Als bedrijfsleider kan u ook interesten genieten op een vordering die u hebt op uw vennootschap.  Op die manier kan u op een fiscaal voordelige manier geld onttrekken aan de vennootschap.  In principe zijn de interesten aftrekbaar in de vennootschap en privé slechts onderworpen aan 15% roerende voorheffing.  Een vordering op een vennootschap kan bijvoorbeeld ontstaan wanneer u het cliënteel van uw eenmanszaak verkoopt aan de vennootschap die u opricht.  Indien uw vennootschap uw activiteiten overneemt en daarvoor leent bij een bank, dan ontvangt u privé de verkoopprijs.  Indien geen lening genomen wordt, ontstaat een vordering waarop u interesten kan vragen.  De meerwaarden die u privé realiseert bij een verkoop zijn wel belast, in principe aan 16,5% (materiële vaste activa) of 33% (goodwill, cliënteel).

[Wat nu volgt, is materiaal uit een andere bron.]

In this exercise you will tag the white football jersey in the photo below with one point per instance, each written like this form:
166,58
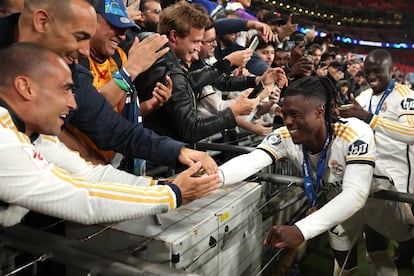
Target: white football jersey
394,133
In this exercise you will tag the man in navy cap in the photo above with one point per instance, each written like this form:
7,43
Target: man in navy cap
113,73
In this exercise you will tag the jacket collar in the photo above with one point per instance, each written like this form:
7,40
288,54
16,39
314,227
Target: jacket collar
18,122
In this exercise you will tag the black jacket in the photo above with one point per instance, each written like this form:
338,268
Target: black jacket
178,117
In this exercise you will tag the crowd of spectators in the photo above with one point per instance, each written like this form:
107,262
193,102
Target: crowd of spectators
213,78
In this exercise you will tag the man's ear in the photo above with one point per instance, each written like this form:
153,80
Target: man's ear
41,21
172,36
320,109
22,86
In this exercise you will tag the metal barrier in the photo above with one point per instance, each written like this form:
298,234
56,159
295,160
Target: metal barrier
277,180
72,253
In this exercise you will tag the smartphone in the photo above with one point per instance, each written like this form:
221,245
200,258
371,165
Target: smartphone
130,2
290,45
255,42
165,74
256,91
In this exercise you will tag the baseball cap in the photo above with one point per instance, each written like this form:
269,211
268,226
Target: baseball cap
273,18
114,11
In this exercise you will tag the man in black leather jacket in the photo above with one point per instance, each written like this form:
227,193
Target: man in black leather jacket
184,26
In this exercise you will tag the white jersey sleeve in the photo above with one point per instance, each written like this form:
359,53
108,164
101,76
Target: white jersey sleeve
396,118
245,165
354,142
86,196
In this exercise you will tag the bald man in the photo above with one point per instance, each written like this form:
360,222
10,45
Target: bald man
39,173
66,28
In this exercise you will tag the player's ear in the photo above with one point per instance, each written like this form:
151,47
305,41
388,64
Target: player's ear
23,87
320,109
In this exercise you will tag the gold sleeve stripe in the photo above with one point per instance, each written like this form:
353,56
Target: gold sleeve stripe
345,133
374,121
367,158
396,127
270,150
347,128
402,90
154,191
50,138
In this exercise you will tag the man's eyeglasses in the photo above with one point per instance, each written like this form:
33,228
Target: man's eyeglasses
210,42
156,11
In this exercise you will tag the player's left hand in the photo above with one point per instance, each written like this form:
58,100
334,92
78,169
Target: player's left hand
353,110
189,157
281,236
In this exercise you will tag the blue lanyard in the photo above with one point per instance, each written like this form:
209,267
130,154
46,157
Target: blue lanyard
384,96
320,168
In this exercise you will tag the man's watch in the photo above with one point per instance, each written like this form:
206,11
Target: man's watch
227,62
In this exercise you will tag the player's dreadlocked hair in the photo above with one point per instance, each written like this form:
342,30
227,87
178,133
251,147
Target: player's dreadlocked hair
319,89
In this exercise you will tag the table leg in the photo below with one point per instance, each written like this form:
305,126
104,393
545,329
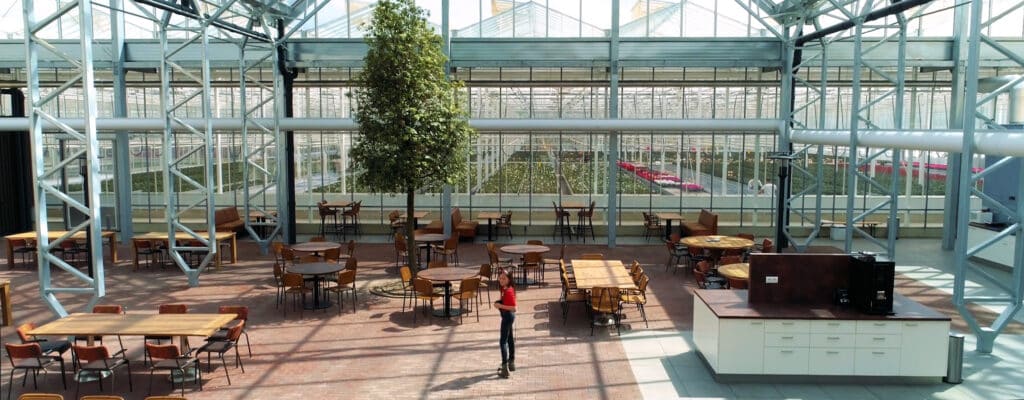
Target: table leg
10,255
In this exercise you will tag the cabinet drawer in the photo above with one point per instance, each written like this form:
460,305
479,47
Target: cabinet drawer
785,360
876,362
879,327
878,341
786,340
832,361
834,340
834,326
787,325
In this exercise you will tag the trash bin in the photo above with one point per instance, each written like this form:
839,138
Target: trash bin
954,362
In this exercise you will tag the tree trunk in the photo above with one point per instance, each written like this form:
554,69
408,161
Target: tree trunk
414,254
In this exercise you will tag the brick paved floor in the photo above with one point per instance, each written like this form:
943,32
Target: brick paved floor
376,352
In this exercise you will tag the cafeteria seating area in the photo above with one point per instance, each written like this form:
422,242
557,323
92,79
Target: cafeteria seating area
378,352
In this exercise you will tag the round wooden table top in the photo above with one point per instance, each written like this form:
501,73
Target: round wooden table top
523,249
315,268
735,271
448,273
717,241
315,247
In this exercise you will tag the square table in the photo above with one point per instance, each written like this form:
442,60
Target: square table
668,217
601,273
112,241
182,235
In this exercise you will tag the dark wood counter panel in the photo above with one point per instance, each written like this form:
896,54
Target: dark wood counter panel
732,304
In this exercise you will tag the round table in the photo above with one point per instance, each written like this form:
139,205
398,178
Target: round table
522,250
317,270
717,243
448,275
315,247
735,271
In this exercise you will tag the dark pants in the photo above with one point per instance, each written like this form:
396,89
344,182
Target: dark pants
507,342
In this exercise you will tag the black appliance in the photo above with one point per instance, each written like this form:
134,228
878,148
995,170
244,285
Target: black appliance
871,283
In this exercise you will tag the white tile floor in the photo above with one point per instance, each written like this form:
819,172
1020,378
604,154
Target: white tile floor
666,365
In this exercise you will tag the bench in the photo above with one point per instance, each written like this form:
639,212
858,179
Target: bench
227,220
707,223
466,228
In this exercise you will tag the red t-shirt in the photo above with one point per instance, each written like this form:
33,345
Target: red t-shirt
508,297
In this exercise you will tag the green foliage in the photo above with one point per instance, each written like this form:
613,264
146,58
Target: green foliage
413,130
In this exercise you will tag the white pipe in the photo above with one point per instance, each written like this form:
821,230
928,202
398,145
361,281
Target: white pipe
317,124
1008,142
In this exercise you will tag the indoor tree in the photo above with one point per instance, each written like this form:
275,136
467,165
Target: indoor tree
413,132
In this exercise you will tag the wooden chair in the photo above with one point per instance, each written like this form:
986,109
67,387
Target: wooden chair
484,275
555,262
604,301
241,315
222,347
505,222
396,222
737,283
468,291
638,297
562,225
424,292
168,357
651,225
569,295
344,282
165,309
30,356
585,222
147,250
408,293
98,361
677,255
327,214
279,273
296,285
40,396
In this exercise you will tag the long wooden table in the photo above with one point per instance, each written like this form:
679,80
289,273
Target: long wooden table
110,235
89,325
601,273
182,235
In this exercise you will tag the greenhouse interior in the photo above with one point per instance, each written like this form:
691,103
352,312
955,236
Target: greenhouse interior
856,124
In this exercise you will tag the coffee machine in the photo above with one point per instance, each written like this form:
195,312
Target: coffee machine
871,283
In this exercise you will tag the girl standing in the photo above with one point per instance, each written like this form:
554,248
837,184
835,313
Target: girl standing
507,308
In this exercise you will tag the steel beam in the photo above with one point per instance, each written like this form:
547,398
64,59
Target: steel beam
87,204
975,116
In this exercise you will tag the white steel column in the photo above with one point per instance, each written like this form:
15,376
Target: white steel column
85,157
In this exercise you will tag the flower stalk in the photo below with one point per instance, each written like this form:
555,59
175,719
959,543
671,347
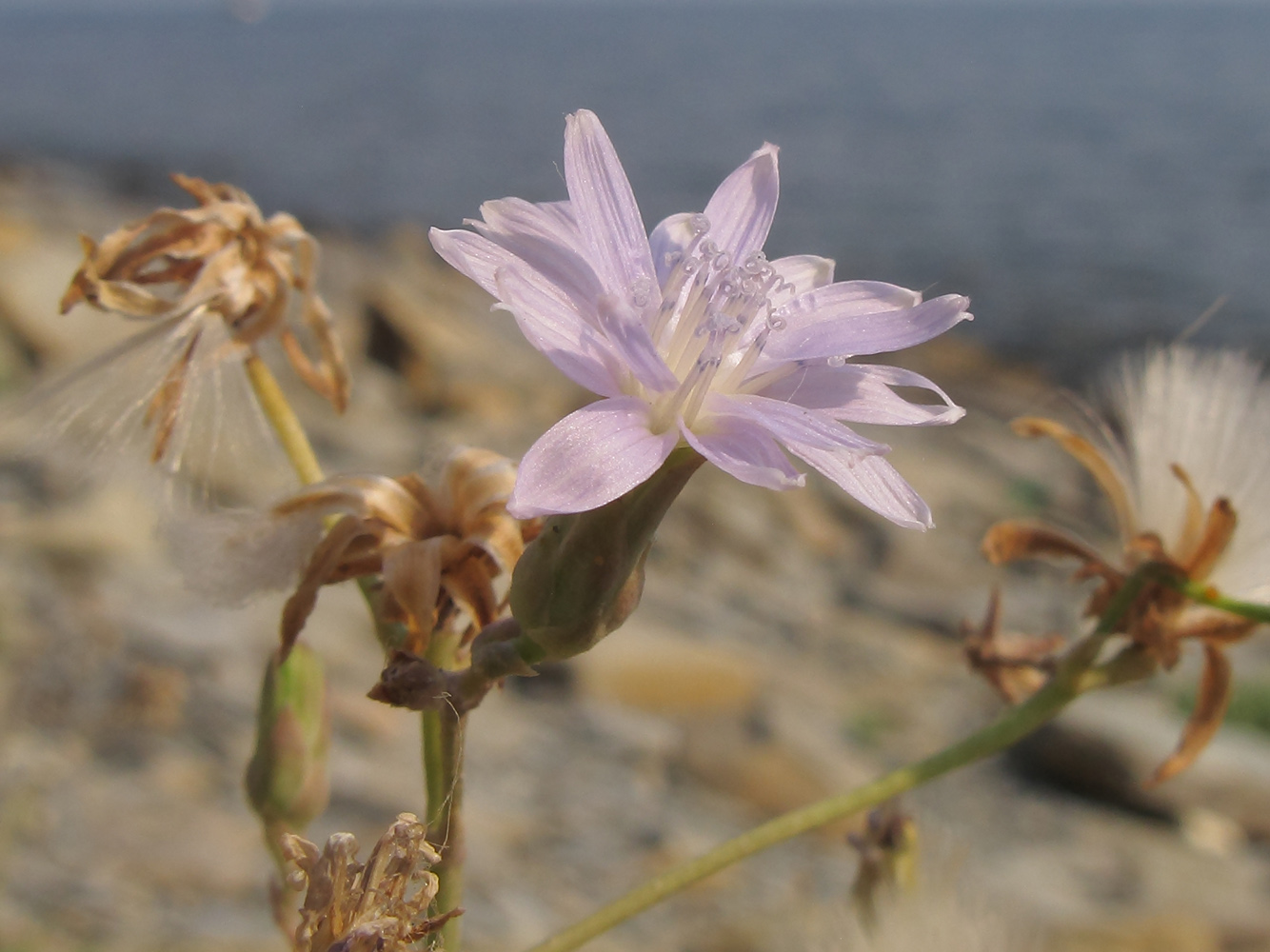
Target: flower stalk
442,734
1075,674
441,729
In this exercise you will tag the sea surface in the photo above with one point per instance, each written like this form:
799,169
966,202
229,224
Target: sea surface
1092,175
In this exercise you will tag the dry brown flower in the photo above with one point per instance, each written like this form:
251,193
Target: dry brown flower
1194,447
445,551
215,281
375,906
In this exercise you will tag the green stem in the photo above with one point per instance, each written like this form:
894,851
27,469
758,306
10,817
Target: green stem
284,421
295,444
442,733
1208,596
1069,681
1018,723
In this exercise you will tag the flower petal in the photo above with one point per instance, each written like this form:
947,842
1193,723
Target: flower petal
590,457
804,272
791,423
669,238
844,319
863,394
544,242
873,482
472,255
630,339
742,208
554,327
744,448
604,204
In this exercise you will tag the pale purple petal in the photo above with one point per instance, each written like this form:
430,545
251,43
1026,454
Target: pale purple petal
590,457
546,221
472,255
742,208
873,482
537,217
630,339
604,204
546,254
552,326
791,423
744,448
844,324
863,394
552,268
668,239
804,272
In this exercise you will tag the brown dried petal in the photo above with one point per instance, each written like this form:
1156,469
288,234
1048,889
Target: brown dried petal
322,565
411,577
1015,539
365,497
476,479
1210,704
1091,459
1218,531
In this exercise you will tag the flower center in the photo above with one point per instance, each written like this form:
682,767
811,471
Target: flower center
713,323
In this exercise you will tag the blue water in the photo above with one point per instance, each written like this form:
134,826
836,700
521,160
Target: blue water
1091,175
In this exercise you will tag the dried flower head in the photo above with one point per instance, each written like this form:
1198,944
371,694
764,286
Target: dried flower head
1189,482
694,338
445,551
215,281
377,906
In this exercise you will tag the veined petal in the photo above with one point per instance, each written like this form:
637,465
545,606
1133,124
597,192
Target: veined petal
841,322
873,482
552,259
516,224
791,423
590,457
630,339
863,394
669,238
472,255
551,326
805,272
742,208
551,220
744,448
605,206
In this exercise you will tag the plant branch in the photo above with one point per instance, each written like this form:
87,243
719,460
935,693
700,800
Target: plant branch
1067,684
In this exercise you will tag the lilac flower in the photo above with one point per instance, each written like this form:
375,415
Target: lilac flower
690,334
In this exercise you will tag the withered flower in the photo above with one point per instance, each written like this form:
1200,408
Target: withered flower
215,281
1191,465
445,551
375,906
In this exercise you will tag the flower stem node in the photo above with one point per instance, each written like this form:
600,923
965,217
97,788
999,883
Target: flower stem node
286,779
585,574
692,338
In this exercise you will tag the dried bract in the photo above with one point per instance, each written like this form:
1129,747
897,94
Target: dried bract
380,905
1016,665
444,551
215,281
1189,483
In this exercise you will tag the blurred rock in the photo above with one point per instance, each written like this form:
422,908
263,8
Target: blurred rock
1106,745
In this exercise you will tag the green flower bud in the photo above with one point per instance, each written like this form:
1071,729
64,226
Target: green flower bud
585,574
286,781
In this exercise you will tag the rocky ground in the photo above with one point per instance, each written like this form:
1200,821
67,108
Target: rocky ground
789,645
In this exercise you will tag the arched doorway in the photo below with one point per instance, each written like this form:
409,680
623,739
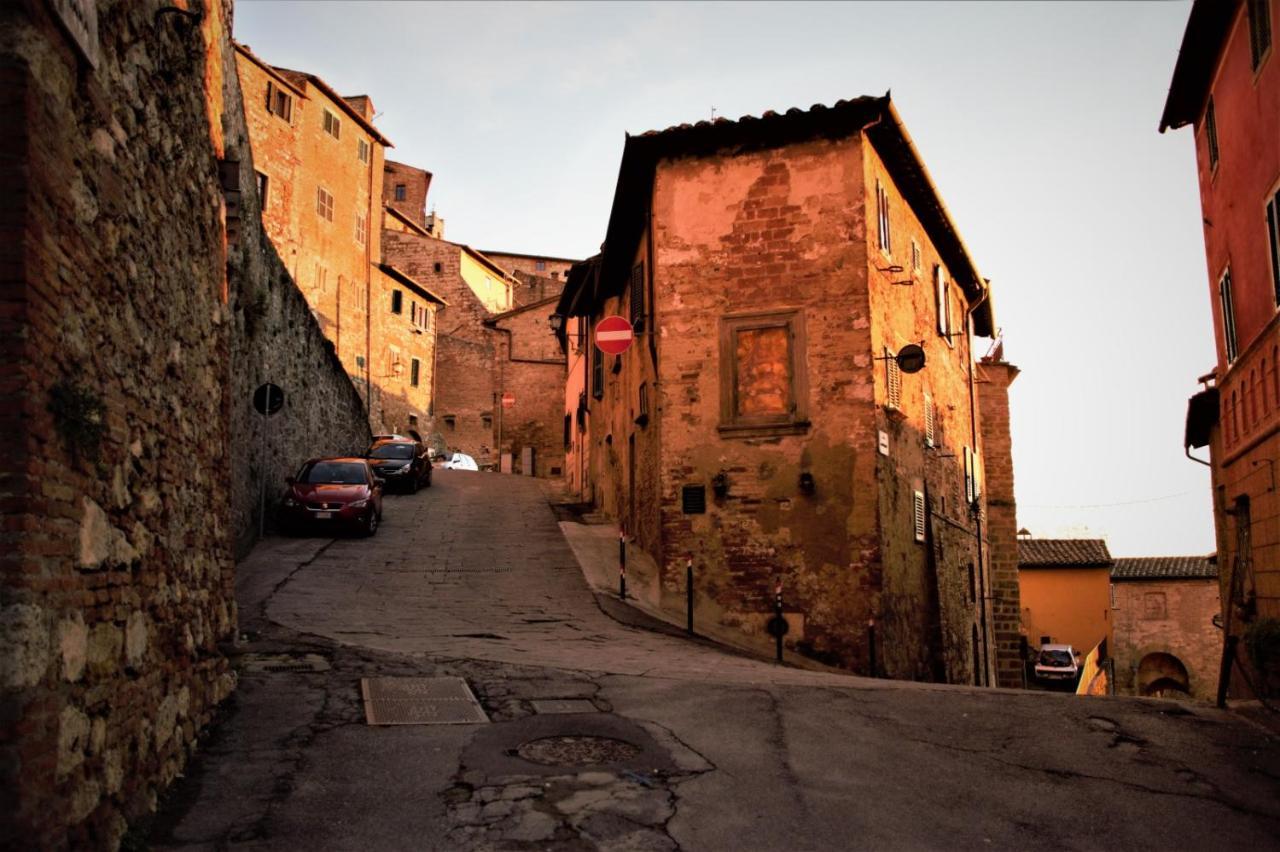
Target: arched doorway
1162,676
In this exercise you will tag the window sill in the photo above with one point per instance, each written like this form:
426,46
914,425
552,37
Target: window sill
763,430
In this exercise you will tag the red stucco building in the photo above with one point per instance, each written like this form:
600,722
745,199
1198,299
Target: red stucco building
1226,86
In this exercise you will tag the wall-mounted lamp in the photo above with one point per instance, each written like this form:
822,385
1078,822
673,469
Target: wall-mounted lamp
720,485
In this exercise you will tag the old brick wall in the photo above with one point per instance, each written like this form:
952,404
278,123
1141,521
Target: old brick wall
995,378
117,562
769,230
465,348
531,370
1171,617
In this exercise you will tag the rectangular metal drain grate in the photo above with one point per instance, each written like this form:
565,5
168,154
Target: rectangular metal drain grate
420,701
544,706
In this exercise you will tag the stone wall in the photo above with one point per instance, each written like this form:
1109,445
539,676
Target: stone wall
1166,617
117,567
995,378
140,303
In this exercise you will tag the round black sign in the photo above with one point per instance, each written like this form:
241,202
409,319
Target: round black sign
910,358
268,399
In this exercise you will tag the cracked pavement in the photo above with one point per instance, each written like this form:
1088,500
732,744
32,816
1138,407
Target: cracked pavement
474,578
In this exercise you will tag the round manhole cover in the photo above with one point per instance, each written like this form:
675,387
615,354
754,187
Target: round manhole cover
576,751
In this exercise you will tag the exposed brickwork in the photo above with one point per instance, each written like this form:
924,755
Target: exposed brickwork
995,378
412,183
1166,617
784,232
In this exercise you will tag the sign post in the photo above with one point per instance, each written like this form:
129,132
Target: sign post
613,334
268,401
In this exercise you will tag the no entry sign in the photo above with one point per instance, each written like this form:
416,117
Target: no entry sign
613,335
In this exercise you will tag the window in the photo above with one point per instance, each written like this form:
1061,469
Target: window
763,379
942,302
1260,30
928,421
597,372
1274,237
278,101
324,204
892,383
1211,133
638,297
882,219
332,124
1228,306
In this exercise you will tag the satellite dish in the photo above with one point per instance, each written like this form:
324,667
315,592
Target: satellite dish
910,358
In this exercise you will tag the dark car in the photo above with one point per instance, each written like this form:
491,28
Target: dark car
401,462
333,493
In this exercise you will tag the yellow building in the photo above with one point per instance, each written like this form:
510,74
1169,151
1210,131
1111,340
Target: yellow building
1065,591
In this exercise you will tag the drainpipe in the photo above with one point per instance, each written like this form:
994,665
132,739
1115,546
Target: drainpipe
973,438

Met een vennootschap kan u ook een aantal fiscaalvriendelijke vergoedingstechnieken toepassen, zoals het toekennen van voordelen van alle aard.  Denken we maar aan een firmawagen, de kosteloze terbeschikkingstelling van een woning of de kostloze verwarming en elektriciteit.

Een vennootschap heeft natuurlijk niet enkel voordelen.  Ze brengt een paar bijkomende kosten met zich mee, zoals de kosten van oprichting en de boekhoudkosten.  Naast boekhoudkundige verplichtingen, zijn er ook juridische en administratieve verplichtingen, zoals het neerleggen van een jaarrekening bij de balanscentrale van de nationale bank.

Spaarpot
Ook uw levensstandaard is een belangrijke factor bij het al dan niet kiezen voor een vennootschap.  Er bestaat evenwel geen vast bedrag vanaf wanneer de oprichting van een vennootschap interessant is.  Dat dient geval per geval te worden bekeken.  Algemeen kan wel gesteld worden dat een vennootschap maar zin heeft wanneer uw persoonlijke financiële behoeften (uw gezinsuitgaven) lager liggen dan de te verwachten winst.  Slechts een beperkt gedeelte van het resultaat (wat u nodig hebt om van te leven) wordt dan uitgekeerd en in aftrek genomen door de vennootschap.  Wat u privé niet nodig hebt, kan u dan sparen in de vennootschap, waar de fiscale druk lager is en waar er geen sociale bijdragen betaald moeten worden.  Het gereserveerd vermogen kan aangewend worden voor beroepsmatige investeringen en beleggingen.

Pensioen- en successieplanning
Een vennootschap is een ideaal spaarinstrument voor vermogens- en pensioenopbouw.  Zo kan u in de vennootschap op een fiscaal interessante wijze een pensioenkapitaal opbouwen, bijvoorbeeld door het onderschrijven van een groepsverzekering.  Onder bepaalde voorwaarden (de zogenaamde 80%-grens) zijn de premies volledig aftrekbaar voor de vennootschap.  Indien de uitkering gebeurt op 60 jaar of later wordt het pensioenkapitaal privé belast aan 16,5%, te verhogen met zogenaamde RIZIV- en solidariteitsbijdragen en gemeentebelasting.  Samen bedraagt de belastingdruk ongeveer 20%.  Onder bepaalde voorwaarden is het tarief nu evenwel slechts 10 %.  Dat tarief geldt onder de dubbele voorwaarde dat u het opgebouwde kapitaal pas ontvangt op 65 jaar, én dat u tot aan die wettelijke pensioenleeftijd effectief actief blijft.  Interessant is dat u ook de mogelijkheid hebt om een zogenaamde ‘backservice’ te financieren.  Dat betekent dat u een inhaalbeweging kan doen, en pensioen kan opbouwen voor de reeds gepresteerde dienstjaren (maximaal tien jaar voor prestaties buiten de onderneming).  Door zo’n eenmalige en aftrekbare premie te storten, kan u de belastbare basis in uw vennootschap verminderen.

Het bestaan van een vennootschap maakt ook successieplanning gemakkelijker.  Op diverse manieren kan een overdracht georganiseerd worden aan één of meerdere kinderen, eventueel met voorbehoud van controle en inkomsten.  Is een voortzetting van de onderneming door de kinderen niet aan de orde, dan kan u bij pensionering overgaan tot een verkoop van de aandelen aan een derde (in principe belastingvrij) of tot de liquidatie van de vennootschap (mits betaling van 10% roerende voorheffing op de liquidatiebonus).